Friday, June 10, 2011

What's going on with interest rates?

I'm an amateur economist and investor with a lot of questions.  Here's one: What on Earth is happening with interest rates?  Why is the bond market driving US Treasury rates lower when the Federal Reserve is about to stop buying Treasury notes at the end of this month?  Wouldn't that dry up the money supply and force rates UP?

This is challenging my long-held view that US economic policy has been reckless and hyper-inflationary.  Is it possible that Ben Bernanke is right and without Quantitative Easing we would be in a deflationary spiral?  I know (and you know) that Bernanke knows a lot more about economics than most people, but come on - isn't there something nefarious going on inside that Federal building?
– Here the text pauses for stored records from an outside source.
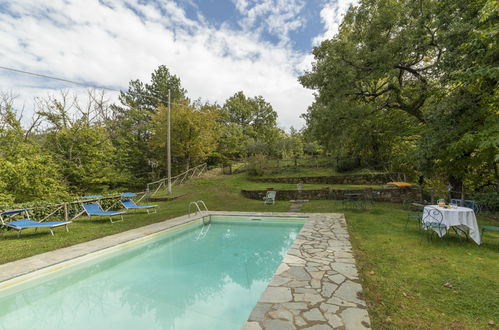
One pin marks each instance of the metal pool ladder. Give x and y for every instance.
(197, 209)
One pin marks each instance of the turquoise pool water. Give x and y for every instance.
(200, 277)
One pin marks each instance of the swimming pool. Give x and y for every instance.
(192, 277)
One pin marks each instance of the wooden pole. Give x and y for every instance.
(168, 147)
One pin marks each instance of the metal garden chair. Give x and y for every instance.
(432, 222)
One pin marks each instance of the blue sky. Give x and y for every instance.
(216, 47)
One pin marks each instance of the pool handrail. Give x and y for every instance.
(198, 209)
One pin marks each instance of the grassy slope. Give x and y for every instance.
(402, 274)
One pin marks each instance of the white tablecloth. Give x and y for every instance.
(462, 217)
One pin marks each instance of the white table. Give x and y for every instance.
(461, 217)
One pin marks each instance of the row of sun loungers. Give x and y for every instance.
(90, 209)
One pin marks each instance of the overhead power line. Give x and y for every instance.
(79, 83)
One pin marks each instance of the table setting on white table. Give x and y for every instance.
(461, 218)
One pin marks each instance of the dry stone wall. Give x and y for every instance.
(337, 179)
(396, 195)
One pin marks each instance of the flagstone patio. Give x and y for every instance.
(317, 285)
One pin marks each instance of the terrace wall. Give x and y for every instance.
(396, 195)
(337, 179)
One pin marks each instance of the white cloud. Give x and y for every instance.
(276, 17)
(114, 43)
(331, 15)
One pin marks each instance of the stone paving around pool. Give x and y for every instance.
(317, 285)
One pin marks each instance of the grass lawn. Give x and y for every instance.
(403, 274)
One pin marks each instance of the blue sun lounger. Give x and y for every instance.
(27, 223)
(129, 203)
(94, 209)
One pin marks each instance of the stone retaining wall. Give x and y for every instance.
(337, 179)
(396, 195)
I am reminded that inflation is an oversimplification of a lot of different monetary forces at work.  There's a lot of difference between food inflation and rising home prices.  Rising prices of energy can suppress economic activity and reduce demand for all sorts of other things, and the net effect could be "no inflation".  And how it affects you may be totally different than how it affects me.
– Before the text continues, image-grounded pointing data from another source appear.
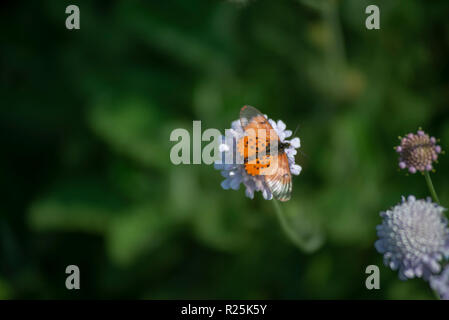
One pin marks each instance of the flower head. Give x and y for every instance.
(417, 152)
(235, 173)
(440, 283)
(413, 238)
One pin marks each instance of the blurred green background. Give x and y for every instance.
(85, 121)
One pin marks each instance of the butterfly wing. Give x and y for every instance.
(258, 133)
(280, 182)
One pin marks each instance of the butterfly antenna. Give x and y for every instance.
(294, 133)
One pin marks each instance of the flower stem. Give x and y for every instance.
(285, 225)
(306, 241)
(431, 188)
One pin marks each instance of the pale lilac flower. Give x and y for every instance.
(235, 174)
(440, 283)
(417, 152)
(413, 238)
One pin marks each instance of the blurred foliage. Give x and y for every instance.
(85, 121)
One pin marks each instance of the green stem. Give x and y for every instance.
(431, 188)
(284, 224)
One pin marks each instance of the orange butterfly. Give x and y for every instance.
(264, 154)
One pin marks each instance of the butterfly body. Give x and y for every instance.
(264, 154)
So let's focus on what those Federal Reserve bankers care about.  Remember this - when you can't understand something, look for a profit motive.  Most of the big banks are in trouble with the real estate market and stand to lose a lot of money and maybe collapse if their real estate loans aren't collateralized.  So one thing they will never do while they can stop it, is allow real estate prices nationwide to continue to spiral downward.
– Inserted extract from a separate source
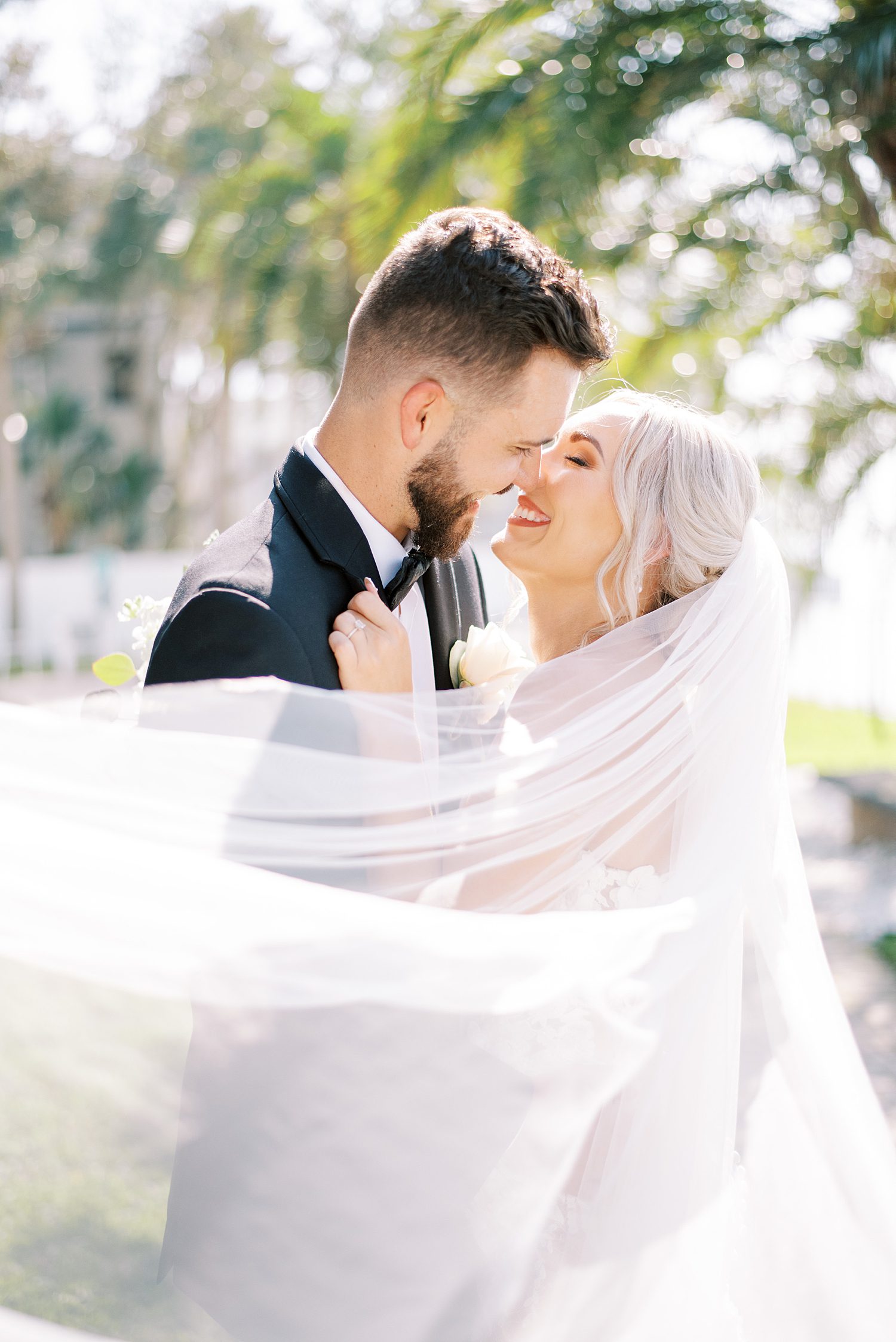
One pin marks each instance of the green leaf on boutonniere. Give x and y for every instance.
(114, 670)
(454, 662)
All that QE managed to do was to slow down the house price declines and drive up prices for a lot of other stuff (including stock prices).  Now that QE looks like it's completely out of favor and the new Tea Party mandate will probably suppress another round of easing, we SHOULD be seeing long-term rates (eg. mortgage rates) climbing and asset price declines accelerating.  Right?

Well, all that could happen tomorrow, or not.  But I have to consider that Mr. Market (who consistently proves to be smarter than even the likes of Mr. Bernanke) may be telling us that economic weakness and deflation is a real possibility.  I also have to think that there are more and more of you who would like to pay less for pizza and rent, and less of you that care about your shrinking or non-existent home equity and 401Ks.  Well you probably won't like the next few years anyway - house prices will continue to decline and food prices will continue to rise because of all that foolish economic policy in the past.  Until the home/hamburger ratio returns to what it was before the Keynesian Economists went wild, and until average people can afford average homes without fraudulent loans at artificially low rates.  That could be a long time from now.